Rachel’s most immediate problem is that the connective tissue in her windpipe is collapsing, making breathing increasingly difficult. But with a new procedure developed by Dr. Paulo Macchiarini at the Karolinska University Hospital in Stockholm, Sweden, a new trachea can be grown from stem cells taken from Rachel’s own bone marrow. (RELATED: Dueling research: Smoking curbs obesity, but should still be reduced)

The FDA has not approved this procedure in the United States because of the controversy surrounding fetal stem cell research — even though the cells used in this procedure do not come from human embryos.

Dr. Macchiarini has traveled to Vermont to interview Rachel, and he believes she is a prime candidate for a trachea transplant. If all goes well, Rachel will be the twelfth person, and the first American, to undergo this surgery. But before the process of growing a new trachea can begin, Dr. Macchiarini first needs to extract some of Rachel’s stem cells and test those cells. And that testing procedure must be approved by the NIH before anyone can perform it in the United States.

Rachel’s husband, Steven, says the NIH has not been helpful. “They don’t say no to you,” he told The Daily Caller. “They say ‘we’ll try to devise a path so that you can do this,’ but by the time they finally review our case, it will probably be too late.”

Dr. Macchiarini believes Rachel has just six months to live without treatment. He would like to be able to harvest Rachel’s stem cells as quickly as possible so that her treatment can begin in time to save her.

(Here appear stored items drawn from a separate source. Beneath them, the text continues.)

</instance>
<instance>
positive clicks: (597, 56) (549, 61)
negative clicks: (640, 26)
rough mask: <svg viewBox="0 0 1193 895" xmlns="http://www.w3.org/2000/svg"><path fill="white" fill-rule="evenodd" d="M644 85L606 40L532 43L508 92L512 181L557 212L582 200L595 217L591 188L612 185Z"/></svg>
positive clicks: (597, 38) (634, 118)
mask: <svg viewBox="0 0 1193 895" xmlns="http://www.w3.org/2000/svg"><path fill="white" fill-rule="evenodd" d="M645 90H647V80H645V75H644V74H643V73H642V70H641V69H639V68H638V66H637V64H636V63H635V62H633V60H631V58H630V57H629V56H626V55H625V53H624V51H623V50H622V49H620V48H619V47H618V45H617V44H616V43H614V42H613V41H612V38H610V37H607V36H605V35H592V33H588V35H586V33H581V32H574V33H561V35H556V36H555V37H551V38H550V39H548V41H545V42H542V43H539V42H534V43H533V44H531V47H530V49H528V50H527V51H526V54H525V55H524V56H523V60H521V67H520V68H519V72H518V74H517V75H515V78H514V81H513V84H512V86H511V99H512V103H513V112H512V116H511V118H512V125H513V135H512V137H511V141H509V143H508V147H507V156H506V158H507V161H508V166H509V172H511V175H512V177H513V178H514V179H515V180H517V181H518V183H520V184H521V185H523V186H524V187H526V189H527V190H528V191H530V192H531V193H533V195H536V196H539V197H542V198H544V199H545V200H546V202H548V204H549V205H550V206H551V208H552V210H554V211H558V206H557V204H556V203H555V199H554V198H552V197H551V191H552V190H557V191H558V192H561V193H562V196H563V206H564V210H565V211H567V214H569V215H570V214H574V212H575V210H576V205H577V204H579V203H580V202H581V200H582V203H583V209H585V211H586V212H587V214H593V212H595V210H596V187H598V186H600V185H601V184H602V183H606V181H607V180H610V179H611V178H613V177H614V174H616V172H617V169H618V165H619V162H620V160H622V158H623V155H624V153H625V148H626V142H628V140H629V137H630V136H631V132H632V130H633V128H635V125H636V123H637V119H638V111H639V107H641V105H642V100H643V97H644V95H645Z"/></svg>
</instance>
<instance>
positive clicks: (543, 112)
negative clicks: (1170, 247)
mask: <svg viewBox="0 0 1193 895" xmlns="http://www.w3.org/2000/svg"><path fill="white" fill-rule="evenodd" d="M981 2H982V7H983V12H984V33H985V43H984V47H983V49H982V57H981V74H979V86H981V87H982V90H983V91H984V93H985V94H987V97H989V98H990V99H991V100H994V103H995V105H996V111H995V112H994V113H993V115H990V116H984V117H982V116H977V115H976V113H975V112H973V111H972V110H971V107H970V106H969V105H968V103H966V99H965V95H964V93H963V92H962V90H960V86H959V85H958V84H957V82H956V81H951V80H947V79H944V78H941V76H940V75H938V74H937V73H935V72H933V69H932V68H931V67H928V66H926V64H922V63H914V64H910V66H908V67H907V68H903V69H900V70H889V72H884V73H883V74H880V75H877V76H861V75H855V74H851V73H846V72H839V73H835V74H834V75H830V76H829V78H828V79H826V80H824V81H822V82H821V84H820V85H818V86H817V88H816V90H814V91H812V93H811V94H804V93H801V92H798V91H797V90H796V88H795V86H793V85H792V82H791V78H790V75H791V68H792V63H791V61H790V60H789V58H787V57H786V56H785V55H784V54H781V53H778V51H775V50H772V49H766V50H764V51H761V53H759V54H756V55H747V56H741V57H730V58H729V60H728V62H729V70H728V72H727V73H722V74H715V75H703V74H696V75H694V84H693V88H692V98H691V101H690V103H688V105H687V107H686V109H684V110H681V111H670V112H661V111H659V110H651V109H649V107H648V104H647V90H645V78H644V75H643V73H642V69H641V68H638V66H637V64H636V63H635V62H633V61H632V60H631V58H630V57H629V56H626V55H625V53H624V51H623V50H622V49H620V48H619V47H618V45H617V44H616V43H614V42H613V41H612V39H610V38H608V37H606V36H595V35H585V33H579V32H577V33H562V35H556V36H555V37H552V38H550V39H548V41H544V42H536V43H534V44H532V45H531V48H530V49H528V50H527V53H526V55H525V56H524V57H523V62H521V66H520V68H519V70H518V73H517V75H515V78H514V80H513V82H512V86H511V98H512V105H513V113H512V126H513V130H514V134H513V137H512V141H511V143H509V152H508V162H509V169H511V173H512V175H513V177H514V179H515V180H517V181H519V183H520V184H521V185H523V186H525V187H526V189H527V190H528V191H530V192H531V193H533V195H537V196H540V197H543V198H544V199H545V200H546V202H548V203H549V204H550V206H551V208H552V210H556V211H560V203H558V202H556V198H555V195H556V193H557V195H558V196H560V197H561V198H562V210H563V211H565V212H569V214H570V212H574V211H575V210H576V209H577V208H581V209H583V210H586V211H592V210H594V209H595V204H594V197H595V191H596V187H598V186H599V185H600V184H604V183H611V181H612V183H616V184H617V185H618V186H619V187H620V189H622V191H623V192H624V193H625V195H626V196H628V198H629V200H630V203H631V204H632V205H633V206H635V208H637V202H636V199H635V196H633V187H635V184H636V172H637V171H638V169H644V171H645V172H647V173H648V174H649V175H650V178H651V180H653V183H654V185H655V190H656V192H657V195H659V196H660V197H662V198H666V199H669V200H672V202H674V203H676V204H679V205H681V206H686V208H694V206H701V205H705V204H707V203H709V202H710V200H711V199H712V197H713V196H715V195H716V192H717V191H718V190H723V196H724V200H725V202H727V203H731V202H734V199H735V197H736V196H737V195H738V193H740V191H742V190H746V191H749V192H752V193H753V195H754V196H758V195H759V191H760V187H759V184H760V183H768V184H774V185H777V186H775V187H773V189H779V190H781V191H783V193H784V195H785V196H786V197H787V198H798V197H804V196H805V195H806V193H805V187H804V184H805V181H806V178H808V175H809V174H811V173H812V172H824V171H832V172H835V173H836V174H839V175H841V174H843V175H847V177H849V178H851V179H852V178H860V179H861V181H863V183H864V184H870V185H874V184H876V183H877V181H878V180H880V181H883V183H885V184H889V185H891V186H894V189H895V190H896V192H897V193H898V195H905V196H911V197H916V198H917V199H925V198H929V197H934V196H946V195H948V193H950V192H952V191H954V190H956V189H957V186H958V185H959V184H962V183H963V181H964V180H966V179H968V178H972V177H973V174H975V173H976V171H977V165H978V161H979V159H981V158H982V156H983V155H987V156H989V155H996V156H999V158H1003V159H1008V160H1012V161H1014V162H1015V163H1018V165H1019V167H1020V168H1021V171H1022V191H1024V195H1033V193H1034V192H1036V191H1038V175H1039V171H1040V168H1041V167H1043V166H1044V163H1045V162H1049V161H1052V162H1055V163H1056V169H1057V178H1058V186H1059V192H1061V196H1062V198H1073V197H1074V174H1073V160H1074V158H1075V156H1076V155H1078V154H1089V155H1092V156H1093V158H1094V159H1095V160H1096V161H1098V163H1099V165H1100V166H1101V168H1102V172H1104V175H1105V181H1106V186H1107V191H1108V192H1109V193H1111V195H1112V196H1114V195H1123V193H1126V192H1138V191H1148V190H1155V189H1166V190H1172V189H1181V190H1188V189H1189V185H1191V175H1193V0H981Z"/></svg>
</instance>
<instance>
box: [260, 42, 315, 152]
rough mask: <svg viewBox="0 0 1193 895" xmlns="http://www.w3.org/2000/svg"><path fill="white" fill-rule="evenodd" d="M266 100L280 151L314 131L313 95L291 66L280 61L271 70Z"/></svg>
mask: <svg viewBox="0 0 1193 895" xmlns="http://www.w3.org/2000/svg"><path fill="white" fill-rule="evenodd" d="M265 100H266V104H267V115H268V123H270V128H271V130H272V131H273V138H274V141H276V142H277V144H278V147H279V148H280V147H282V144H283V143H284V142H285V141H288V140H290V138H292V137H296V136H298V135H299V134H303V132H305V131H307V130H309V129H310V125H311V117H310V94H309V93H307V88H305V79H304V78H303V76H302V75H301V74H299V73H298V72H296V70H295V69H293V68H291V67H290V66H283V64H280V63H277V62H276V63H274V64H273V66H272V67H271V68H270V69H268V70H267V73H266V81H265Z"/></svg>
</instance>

“So far, NIH’s delays have used up six weeks of that time,” Steven Phillips told TheDC. “Or, that’s about 25 percent of the time we have left, just in getting a date set that they would accept the stem cells for testing. We are told that to grow up a plate for [laboratory] analysis takes from four to six weeks.”

After the NIH has the stem cells, “committee reports” are required, Steven added, describing the process as “a hideous quick sand of bureaucratic mismanagement with someone’s life at stake.”

“Both our pulmonologist and Dr. Macchiarini feel that the amount of time required to jump through those hoops makes that route untenable, and Rachel will be dead before it could all be accomplished,” Steven Phillips told TheDC.

He is noticeably disheartened by the bureaucratic runaround. And although he says he’s never had much interest in politics, the experience has driven both Steven and Rachel toward greater political involvement. “It’s a situation where the bureaucracy of our government steps in and puts a hold on your right to choose your health care,” he says.

Even if Rachel’s approval does not come in time, the financial hurdles she and her husband will face are enormous. Dr. Macchiarini has generously agreed to perform the surgery at no cost if Rachel can get to his state-of-the-art facility in Sweden. But because Rachel is, as Steven puts it, “two minutes from being dead if her airways close,” the cost of flying her to Europe is extremely prohibitive. A discounted low-altitude “mercy flight” costs $80,000, and hospitalization after the transplant will add as much as $300,000 more.

Rachel and Steven have already spent more than $200,000 on medical expenses, and they have exhausted the limits of their available health insurance benefits. Twenty-three separate insurance companies have rejected Rachel’s applications for treatment. They forge ahead, though, exploring options through grants and charitable organizations in the U.S. and Europe.

Friends have set up a website, www.helprachelbreathe.com, to chronicle the Phillips family’s experiences. The site offers an opportunity to petition the FDA to reconsider its limitations on adult stem cell-based treatments. It also collects private donations to help Rachel and Steven cover their medical expenses.

Steven, a Christian minister, says he still believes that “everything happens for a reason,” and that his wife’s wrenching ordeal has driven them both toward a stronger faith.

Rachel promises that she will continue to fight her disease. “I have really come to a place where I’m not afraid of dying,” she says, “but I don’t want to leave Steven yet.”